Interpreting micro-trends in the fast-moving London property market is a notoriously inexact science, yet the latest LonRes sales figures for Belgravia and Knightsbridge are encouraging.
Almost all the key indicators are moving in the right direction.
The average achieved price July to September is up 0.6 per cent on a year ago – a modest rise, certainly, but in the wider context, a significant sign of returning confidence. Average flat prices in the area have risen by 4.5 per cent in the past five years, with buyers paying £97 more per square foot than they did in 2012.
Again, the rise is hardly spectacular, but it shows the increasing interest in the prime central London property market.
Perhaps the most striking statistic relates to the volume of transactions between July and September – up 37 per cent on the equivalent three-month period last year. This bears out what we have been experiencing first hand: that clients who were sitting on their hands at the time of the EU Referendum are now prepared to make their moves in the market, undaunted by uncertainties over Brexit.
Buyers have significantly more properties to choose from – the number of properties available in the area is up 3.7% on a year ago – which is another positive sign.
We take particular encouragement from the fact that, not for the first time, Belgravia and Knightsbridge are out-performing central London as a whole. 21.6%of properties in the area sold within three months during the third quarter of 2017, compared with 20.2% in the whole of central London.
As always, the better the area, the stronger and more reliable the demand.
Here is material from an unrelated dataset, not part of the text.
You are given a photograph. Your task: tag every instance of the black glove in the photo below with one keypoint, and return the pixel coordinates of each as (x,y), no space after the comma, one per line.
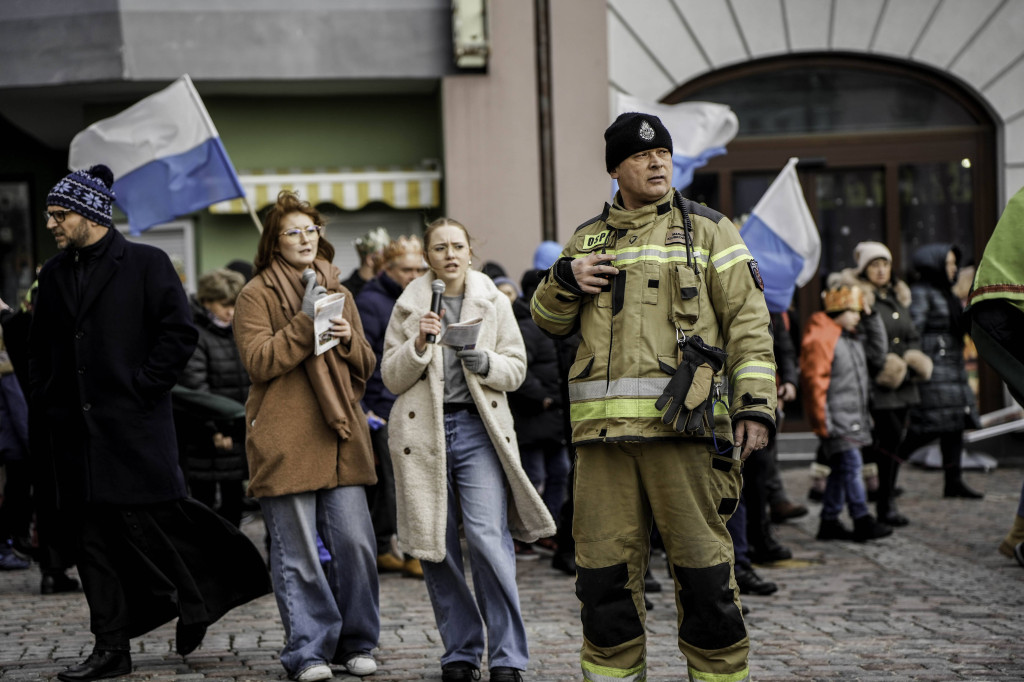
(689,390)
A Belgravia town house will never go out of fashion.
One of our mantras in the past two years has been that properties need to be priced realistically: if owners misread the market and overvalue their assets, they will be disappointed.
This simple fact of economic life is highlighted by another stand-out statistic in the LonRes report: the fact that properties which sold between July and September achieved a sale price of, on average, 8.3% below the initial asking price.
Many homeowners have clearly got the message. Of the properties currently on the market, 43.4% have been reduced in price, yet, others prefer to wait for an upturn in the housing market.
The good news is that, after a period of uncertainty over the past twelve months, confidence is gradually rising as investors return to prime central London.